Wednesday, September 18, 2019
Home Devices Smart Car Bagaimana Mobil Terkoneksi Bisa Mengubah Gaya Hidup Seseorang

Bagaimana Mobil Terkoneksi Bisa Mengubah Gaya Hidup Seseorang

-

Bosch-kemudi-otomatisJakarta, Selular.ID – Pada ajang CES 2016 di Las Vegas, penyedia teknologi dan jasa, Bosch, memamerkan teknologi inovasi untuk rumah, kota, mobil, serta tempat kerja. Perusahaan menggunakan slogan “Simply.Connected.” dalam menghadirkan beragam solusi untuk rumah pintar, kota pintar, mobilitas terkoneksi, serta industri 4.0.

Volkmar Denner, CEO Bosch, mengatakan perusahaannya bisa menghubungkan mobilitas dengan teknologi energi, bangunan, dan teknologi industri guna menawarkan layanan antar domain. Di mobil terkoneksi misalnya, teknologi ini memungkinkan adanya komunikasi dengan rumah pintar melalui sistem navigasi. Sebagai contoh, pengemudi bisa memanaskan oven untuk makan malam bahkan sebelum mereka tiba di rumah.
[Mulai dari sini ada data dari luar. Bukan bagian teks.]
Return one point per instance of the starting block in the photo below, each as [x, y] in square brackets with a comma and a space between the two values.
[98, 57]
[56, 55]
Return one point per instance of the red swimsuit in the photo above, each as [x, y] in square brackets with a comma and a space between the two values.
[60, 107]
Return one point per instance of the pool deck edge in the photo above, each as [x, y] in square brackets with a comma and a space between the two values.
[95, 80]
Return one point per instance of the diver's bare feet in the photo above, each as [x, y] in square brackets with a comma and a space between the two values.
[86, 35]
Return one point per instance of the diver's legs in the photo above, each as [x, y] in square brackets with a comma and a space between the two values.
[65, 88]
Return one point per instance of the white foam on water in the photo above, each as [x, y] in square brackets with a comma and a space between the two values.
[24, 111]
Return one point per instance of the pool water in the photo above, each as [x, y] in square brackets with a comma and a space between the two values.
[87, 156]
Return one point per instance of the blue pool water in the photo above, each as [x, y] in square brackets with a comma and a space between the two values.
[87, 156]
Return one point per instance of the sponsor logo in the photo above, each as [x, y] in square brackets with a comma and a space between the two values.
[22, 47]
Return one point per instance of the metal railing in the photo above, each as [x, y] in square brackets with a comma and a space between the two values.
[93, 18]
Di bidang mobilitas yang terkoneksi, Bosch menyediakan Retrofit eCall, sistem notifikasi darurat otomatis eCall. Dihubungkan ke pemantik rokok pada mobil, unit sensor ini dirancang untuk mendeteksi tabrakan dan mengirim informasi yang relevan ke pusat layanan. Pusat layanan akan mengontak pengemudi secara langsung atau menginformasikan ke layanan darurat terdekat.
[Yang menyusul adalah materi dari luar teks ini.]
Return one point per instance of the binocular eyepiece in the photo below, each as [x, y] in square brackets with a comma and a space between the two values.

Selain itu, studi terbaru mengindikasikan bahwa pada tahun 2020, sekitar 230 juta rumah tangga di seluruh dunia akan menggunakan teknologi rumah pintar. Portofolio beragam produk dan jasa untuk rumah terkoneksi akan mencakup sistem rumah pintar yang dapat melaporkan pembobolan dan juga membantu mengelola pemanasan secara lebih efisien.
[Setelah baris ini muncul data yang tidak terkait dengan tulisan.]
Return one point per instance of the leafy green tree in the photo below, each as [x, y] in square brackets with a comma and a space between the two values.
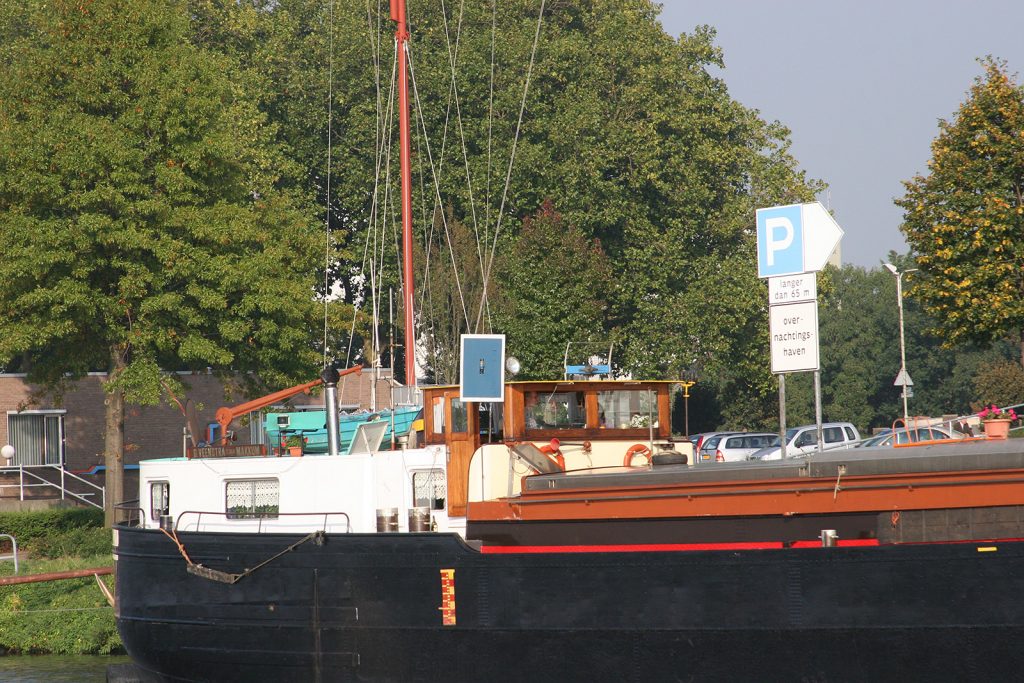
[141, 211]
[552, 284]
[1000, 384]
[965, 219]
Sementara penghubung antara kota pintar dan kendaraan yang terkoneksi adalah parkir yang sepenuhnya otomatis. Idenya adalah bagaimana para pengemudi bisa dengan mudah meninggalkan mobilnya di pintu masuk parkir atau garasi. Selanjutnya, mobil mereka akan berusaha menemukan tempat kosong dan memarkirkannya sendiri.

Bosch juga saat ini tengah melakukan pengerjaan pada proyek “pemandu jalan bebas hambatan” (highway pilot), yaitu sebuah supir elektronik yang mampu mengendarai di jalan bebas hambatan. Di tahun 2020, diperkirakan kendaraan yang diperlengkapi dengan pemandu didalamnya, akan dapat berkendara dengan sendirinya.

Pengunjung di CES 2016 juga bisa merasakan cara baru berkomunikasi pada kendaraan. Sebagai contoh, jika terdapat seorang pejalan kaki yang mendekat dari kanan, maka akan menyala sebuah lampu yang bercahaya secara berurutan guna memperingatkan pengemudi.

Terakhir, Bosch juga menampilkan layar sentuh dengan umpan balik yang peka. Dengan beragam tombol fungsi yang tertera di layar, memungkinkan pengemudi untuk mengoperasikan beragam aplikasi pada sistem infotainment sesering mungkin, seperti misalnya navigasi, tanpa harus melihat. Hal itu berdampak pada berkurangnya frekuensi pengemudi untuk mengalihkan pandangannya dari jalan, dan sebaliknya membuat pandangan mereka menjadi lebih fokus berkendara. Sehingga dengan demikian berkendara menjadi lebih aman.